Non aux traditions qui s’étirent !

Laurent Guez, le Mangeur en chef de  Bien Manger, la petite newsletter du journal le Parisien, s’énerve… et il explique pourquoi :

Non aux traditions qui s’étirent !

Je ne sais pas vous, mais moi, ça m’énerve de voir encore des sapins de Noël et des rues commerçantes illuminées – il y en a encore plein. C’est passé, Noël, les gars ! Pareil pour la galette. L’Épiphanie, en principe, c’est le 6 janvier, même si en France on a pris l’habitude de la célébrer le premier dimanche qui suit le jour de l’An, pour partager la galette en famille. Parlons-en, de la galette. Je veux bien que les pâtissiers la fassent durer quelques jours de plus mais là, on est le 17, il y a des limites, celle de notre appareil digestif ! Surtout la version frangipane, débordante de beurre, d’amande et de sucre. Elle était géniale, cette galette, quand elle avait le goût de la rareté. Les mômes attendaient la fève, on se régalait de son feuilletage et de son fourrage et on passait à autre chose. Du coup, on était heureux de la retrouver douze mois plus tard. Aujourd’hui, la tradition du début janvier s’est transformée en cure sans fin, on est à la limite de faire la jointure avec l’année d’après. Stop ! Trop de galette tue la galette !
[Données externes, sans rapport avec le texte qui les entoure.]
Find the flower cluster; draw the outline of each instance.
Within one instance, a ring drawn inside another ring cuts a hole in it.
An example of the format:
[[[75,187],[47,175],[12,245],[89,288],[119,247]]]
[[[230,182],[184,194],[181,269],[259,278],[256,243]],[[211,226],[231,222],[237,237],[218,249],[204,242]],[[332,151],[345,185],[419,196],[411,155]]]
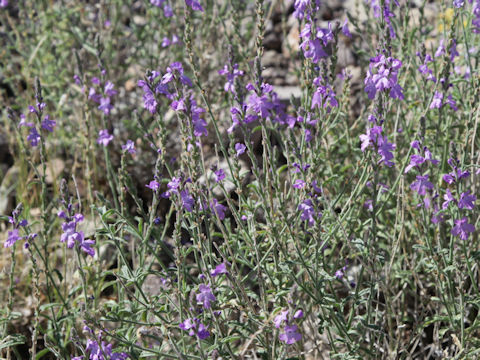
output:
[[[313,80],[313,83],[317,86],[317,90],[312,97],[312,109],[326,108],[327,112],[330,112],[332,107],[338,107],[335,92],[325,78],[319,76]]]
[[[398,84],[398,70],[402,62],[383,54],[370,59],[370,67],[365,78],[365,92],[373,100],[377,93],[388,91],[392,99],[403,100],[403,89]]]
[[[176,86],[169,87],[169,84],[175,83]],[[207,136],[207,122],[201,117],[205,109],[198,106],[196,100],[188,90],[180,90],[183,93],[176,91],[181,86],[191,88],[193,86],[190,78],[184,74],[183,66],[179,62],[174,62],[167,67],[166,73],[161,76],[157,71],[152,71],[147,74],[146,80],[140,80],[138,86],[143,90],[143,103],[145,109],[151,114],[157,111],[156,95],[164,95],[171,100],[170,107],[178,112],[182,112],[191,121],[193,126],[194,136]]]
[[[471,2],[471,0],[470,0]],[[475,0],[473,4],[472,32],[480,34],[480,0]]]
[[[170,45],[177,45],[177,44],[180,44],[180,39],[175,34],[172,35],[171,40],[166,36],[162,39],[162,47],[169,47]]]
[[[102,74],[106,72],[103,70]],[[112,97],[117,94],[114,85],[110,81],[106,81],[104,85],[99,78],[91,79],[92,86],[88,91],[88,99],[98,104],[98,109],[102,110],[105,115],[110,114],[113,109]]]
[[[470,177],[470,172],[467,170],[462,170],[459,166],[459,161],[455,159],[448,159],[448,164],[451,166],[452,171],[443,175],[442,179],[448,185],[453,185],[461,181],[462,179],[467,179]],[[458,189],[458,187],[456,187]],[[458,199],[455,198],[451,189],[447,189],[444,195],[444,203],[442,204],[443,209],[447,209],[450,204],[455,204],[458,208],[458,211],[472,211],[475,208],[475,202],[477,197],[471,194],[470,191],[461,192],[458,196]],[[475,231],[475,226],[468,223],[468,218],[463,216],[461,219],[454,220],[455,226],[452,228],[451,233],[454,236],[458,236],[461,240],[467,240],[469,235]]]
[[[230,108],[232,116],[232,125],[227,132],[232,133],[240,124],[248,124],[256,120],[266,120],[279,124],[288,124],[291,116],[285,113],[285,104],[283,104],[273,86],[268,83],[262,83],[257,90],[252,83],[245,87],[249,92],[247,103],[241,106]]]
[[[373,148],[378,155],[380,155],[378,162],[391,167],[395,164],[391,161],[393,159],[392,151],[395,150],[395,144],[388,142],[387,136],[382,135],[382,132],[383,128],[381,125],[374,125],[371,128],[367,128],[367,132],[360,135],[360,141],[362,142],[360,148],[363,152],[365,152],[367,148]]]
[[[297,310],[289,319],[289,310],[281,311],[279,315],[275,316],[273,324],[277,329],[283,326],[283,332],[280,333],[278,338],[287,345],[291,345],[302,339],[302,334],[298,332],[298,326],[293,323],[293,320],[301,319],[303,317],[303,311]]]
[[[235,94],[235,79],[239,76],[243,76],[245,72],[238,69],[238,64],[234,64],[232,69],[229,69],[228,65],[225,65],[223,69],[218,70],[218,73],[227,77],[227,82],[223,87],[224,90]]]
[[[85,239],[83,231],[77,230],[77,225],[84,220],[84,216],[80,213],[76,213],[75,206],[72,204],[71,200],[66,200],[67,196],[65,194],[65,188],[66,183],[63,180],[61,184],[61,204],[64,209],[59,210],[57,213],[57,216],[64,220],[62,224],[63,233],[60,237],[60,241],[66,242],[69,249],[73,248],[75,244],[77,244],[79,248],[87,255],[94,256],[95,249],[93,246],[95,245],[95,240]]]
[[[37,237],[36,233],[29,234],[26,236],[20,236],[20,228],[24,228],[28,225],[28,221],[23,219],[20,220],[20,215],[22,214],[23,206],[18,204],[15,210],[12,211],[12,216],[8,217],[8,222],[13,225],[13,230],[8,232],[7,240],[3,244],[3,247],[12,247],[18,240],[25,239],[25,248],[28,248],[29,240],[33,240]]]
[[[310,8],[311,4],[314,4],[313,9]],[[295,11],[293,12],[293,16],[297,19],[311,19],[313,13],[320,9],[320,0],[315,0],[315,2],[312,2],[311,0],[295,0],[294,8]]]
[[[84,331],[90,334],[94,334],[88,326],[84,326]],[[101,333],[98,335],[98,339],[88,339],[85,350],[88,354],[88,358],[84,356],[73,357],[72,360],[126,360],[129,358],[127,353],[113,352],[113,345],[107,344],[102,340]]]
[[[210,336],[208,328],[200,322],[198,318],[188,318],[180,323],[178,327],[182,330],[188,331],[189,336],[197,336],[200,340],[204,340]]]
[[[50,119],[50,115],[45,115],[43,117],[43,110],[45,109],[46,104],[44,102],[37,102],[36,106],[30,105],[28,107],[28,111],[30,114],[34,114],[37,119],[40,122],[40,127],[43,130],[46,130],[48,132],[53,132],[54,127],[56,126],[56,121]],[[43,120],[42,120],[43,117]],[[25,126],[27,128],[30,128],[30,131],[27,136],[27,141],[32,147],[38,146],[40,143],[41,137],[40,133],[37,130],[37,127],[35,126],[35,123],[33,122],[27,122],[26,116],[24,114],[20,114],[20,123],[18,124],[18,127]]]
[[[166,0],[150,0],[150,4],[157,7],[163,6],[163,15],[165,17],[172,17],[173,16],[173,9]]]
[[[107,146],[113,140],[113,135],[108,133],[107,129],[98,132],[97,144]]]
[[[335,39],[332,31],[332,23],[328,24],[327,29],[320,27],[312,28],[310,23],[305,24],[300,33],[302,42],[300,43],[300,49],[303,51],[303,56],[317,64],[321,59],[329,56],[327,46]]]
[[[301,180],[301,179],[298,179]],[[293,185],[297,189],[303,189],[306,184],[303,180],[296,181]],[[300,211],[300,219],[306,221],[308,226],[313,226],[318,219],[322,217],[322,213],[318,210],[318,197],[322,193],[322,189],[317,186],[317,181],[312,181],[311,187],[313,189],[308,195],[310,198],[303,200],[298,205],[298,211]]]

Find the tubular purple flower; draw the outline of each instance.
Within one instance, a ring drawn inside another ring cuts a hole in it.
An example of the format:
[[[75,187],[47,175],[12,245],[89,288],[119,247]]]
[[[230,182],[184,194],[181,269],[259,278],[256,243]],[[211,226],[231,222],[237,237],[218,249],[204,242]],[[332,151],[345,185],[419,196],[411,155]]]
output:
[[[297,325],[287,325],[285,326],[284,331],[285,332],[281,333],[278,338],[287,345],[294,344],[302,339],[302,335],[298,332]]]
[[[113,140],[113,135],[108,133],[107,129],[100,130],[98,133],[97,144],[107,146]]]
[[[458,236],[462,240],[467,240],[471,233],[475,231],[475,226],[468,223],[468,219],[455,220],[455,227],[452,229],[452,235]]]
[[[209,309],[212,306],[211,303],[216,300],[212,289],[208,285],[200,284],[198,291],[199,293],[195,297],[197,302],[201,303],[205,309]]]
[[[458,208],[473,210],[476,200],[477,197],[475,195],[470,195],[470,191],[464,192],[460,195],[460,200],[458,201]]]
[[[425,196],[427,190],[433,189],[433,184],[428,181],[428,175],[417,175],[417,180],[410,185],[410,189],[415,190],[421,196]]]

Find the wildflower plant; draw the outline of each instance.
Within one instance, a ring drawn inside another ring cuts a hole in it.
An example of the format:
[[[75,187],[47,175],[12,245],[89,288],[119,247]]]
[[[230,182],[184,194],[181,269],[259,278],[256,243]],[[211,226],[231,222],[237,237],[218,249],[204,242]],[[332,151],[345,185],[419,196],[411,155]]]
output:
[[[480,3],[331,5],[0,0],[0,357],[477,356]]]

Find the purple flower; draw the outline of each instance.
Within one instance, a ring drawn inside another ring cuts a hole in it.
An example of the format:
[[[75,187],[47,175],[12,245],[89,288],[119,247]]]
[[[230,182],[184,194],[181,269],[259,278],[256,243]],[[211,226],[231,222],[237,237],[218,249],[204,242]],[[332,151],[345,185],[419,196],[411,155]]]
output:
[[[122,145],[122,150],[128,152],[129,154],[135,154],[137,152],[135,149],[135,143],[132,140],[127,140],[127,143]]]
[[[185,4],[190,6],[192,8],[192,10],[203,12],[202,5],[200,5],[200,3],[196,0],[185,0]]]
[[[477,197],[475,195],[470,195],[470,191],[464,192],[460,195],[460,200],[458,201],[458,208],[473,210],[476,200]]]
[[[225,219],[225,211],[227,210],[227,207],[220,204],[217,199],[213,199],[210,202],[210,209],[212,209],[212,212],[214,214],[218,215],[218,218],[220,220]]]
[[[273,324],[277,329],[279,329],[280,326],[282,326],[282,323],[288,324],[288,310],[282,311],[273,319]]]
[[[443,94],[439,91],[435,91],[433,96],[432,103],[430,104],[430,109],[440,109],[442,107]]]
[[[312,97],[312,109],[315,106],[319,109],[323,107],[327,109],[327,112],[330,112],[332,107],[338,106],[338,101],[335,98],[335,92],[330,84],[326,82],[326,80],[321,77],[317,77],[313,80],[313,83],[317,85],[317,90]]]
[[[126,360],[129,358],[127,353],[114,353],[113,345],[101,341],[100,336],[98,337],[98,341],[88,339],[85,350],[90,353],[90,360]]]
[[[197,318],[189,318],[180,323],[178,327],[182,330],[188,331],[188,335],[197,335],[200,340],[204,340],[210,336],[205,325],[203,325]],[[195,331],[198,327],[198,330]]]
[[[301,319],[303,317],[303,311],[302,310],[297,310],[295,314],[293,314],[294,319]]]
[[[410,185],[410,189],[415,190],[419,195],[425,196],[427,190],[433,189],[433,184],[428,181],[428,175],[417,175],[417,180]]]
[[[251,84],[249,84],[251,85]],[[247,89],[250,90],[253,86],[247,85]],[[272,87],[269,84],[262,84],[262,93],[257,95],[253,92],[247,104],[247,111],[251,110],[257,116],[260,116],[263,119],[268,118],[271,115],[271,111],[275,107],[273,102],[270,100],[270,97],[267,95],[272,91]]]
[[[113,109],[113,105],[110,103],[110,98],[102,97],[98,109],[102,110],[105,115],[110,114],[110,111]]]
[[[161,7],[165,0],[150,0],[150,4],[153,6]]]
[[[22,126],[33,127],[35,125],[33,124],[33,122],[27,122],[24,114],[20,114],[20,122],[18,123],[18,127],[20,128]]]
[[[316,222],[316,218],[322,216],[320,212],[315,211],[311,199],[306,199],[300,205],[298,205],[298,210],[302,212],[300,214],[300,219],[303,221],[308,221],[308,226],[313,226]]]
[[[447,189],[447,193],[443,195],[443,199],[445,201],[442,204],[442,209],[446,209],[451,202],[454,202],[454,203],[456,202],[450,189]]]
[[[202,323],[198,325],[197,336],[200,340],[204,340],[210,336],[210,332]]]
[[[243,153],[245,153],[246,149],[247,149],[247,147],[242,143],[236,143],[235,144],[235,151],[237,152],[237,156],[240,156]]]
[[[36,127],[30,129],[30,133],[27,136],[27,140],[30,143],[30,146],[35,147],[40,142],[40,134],[37,131]]]
[[[373,100],[377,92],[389,91],[393,99],[404,98],[403,89],[398,84],[398,70],[402,62],[380,54],[370,59],[370,67],[365,78],[365,92]]]
[[[215,277],[221,274],[228,274],[227,270],[227,264],[226,263],[221,263],[215,267],[212,271],[210,271],[210,275]]]
[[[103,146],[107,146],[108,143],[112,140],[113,140],[113,135],[110,135],[107,129],[99,131],[97,144],[102,144]]]
[[[90,239],[83,240],[82,242],[80,242],[80,249],[82,249],[82,251],[85,252],[86,254],[93,257],[95,256],[95,249],[92,248],[92,246],[94,245],[95,245],[95,240],[90,240]]]
[[[83,231],[77,231],[77,223],[75,221],[65,222],[62,224],[61,242],[67,242],[67,247],[71,249],[75,246],[75,242],[83,242]]]
[[[215,182],[216,183],[219,183],[220,181],[225,179],[225,171],[223,171],[223,169],[218,169],[217,171],[215,171],[214,174],[215,174]]]
[[[348,29],[348,19],[345,18],[345,21],[343,23],[343,26],[342,26],[342,33],[343,35],[351,38],[352,37],[352,34],[350,33],[350,30]]]
[[[389,143],[386,136],[379,136],[378,141],[378,154],[381,159],[380,162],[383,162],[387,166],[393,166],[394,163],[390,161],[393,159],[392,150],[395,150],[395,144]]]
[[[331,23],[328,26],[328,30],[321,28],[312,29],[310,23],[307,23],[300,33],[302,39],[300,49],[302,49],[303,55],[307,59],[311,59],[315,64],[321,59],[328,57],[326,47],[334,39]]]
[[[223,69],[218,70],[218,73],[227,77],[227,82],[225,83],[224,90],[226,92],[231,92],[232,94],[235,94],[235,78],[244,75],[244,72],[242,70],[238,70],[238,64],[233,65],[232,71],[230,71],[228,65],[225,65]]]
[[[212,293],[212,289],[208,285],[200,284],[198,290],[199,293],[195,297],[197,302],[201,303],[205,309],[210,309],[211,302],[216,300],[215,295]]]
[[[55,127],[56,124],[57,123],[55,120],[50,120],[50,116],[46,115],[42,121],[42,129],[45,129],[49,132],[53,132],[53,128]]]
[[[287,345],[294,344],[302,339],[302,335],[297,330],[297,325],[287,325],[284,329],[285,332],[281,333],[278,338]]]
[[[452,229],[452,235],[460,237],[462,240],[467,240],[470,233],[475,231],[475,226],[468,223],[468,219],[463,217],[462,219],[455,220],[455,227]]]
[[[180,197],[182,198],[182,205],[188,212],[193,211],[193,205],[195,205],[195,200],[192,195],[189,194],[187,189],[184,189],[180,192]]]
[[[143,107],[151,114],[155,114],[157,111],[157,100],[155,99],[155,95],[144,80],[139,80],[138,86],[143,90]]]
[[[295,180],[295,182],[293,183],[293,187],[295,189],[303,189],[305,187],[306,183],[305,181],[303,181],[302,179],[297,179]]]
[[[18,229],[13,229],[12,231],[8,232],[8,237],[7,237],[7,240],[5,241],[5,244],[3,244],[3,247],[11,247],[18,240],[21,240],[21,239],[22,239],[22,237],[19,236]]]
[[[160,183],[156,180],[150,181],[148,185],[145,185],[145,186],[153,191],[157,191],[158,189],[160,189]]]
[[[193,336],[195,335],[195,331],[193,331],[193,329],[195,329],[195,327],[197,326],[196,322],[195,322],[195,319],[185,319],[184,322],[180,323],[178,325],[178,327],[182,330],[185,330],[185,331],[189,331],[188,335],[190,336]]]
[[[182,180],[180,178],[177,178],[174,176],[172,177],[172,180],[170,180],[169,183],[167,184],[167,188],[172,191],[177,191],[181,182]]]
Moi, je suis totalement d’accord avec lui.

Mais en Nouvelle-Zélande ce sont plutôt les traditions de Pâques qui m’énervent. Les œufs au chocolat que l’on trouve toute l’année et les hot cross buns en promotion en janvier. Ce sont des traditions qui s’étirent mais qui devancent tellement qu’elles font « la jointure avec l’année d’après » comme dit Monsieur Guez. C’est le gout de la rareté qui rend la chose géniale.

In NZ, there have been complaints about hot cross buns already on the shelves of supermarkets. In France, there are complaints that the traditional Galette des Rois is still being sold when the date for this treat is usually the first Sunday in January. The specialness of the traditional baking is lost.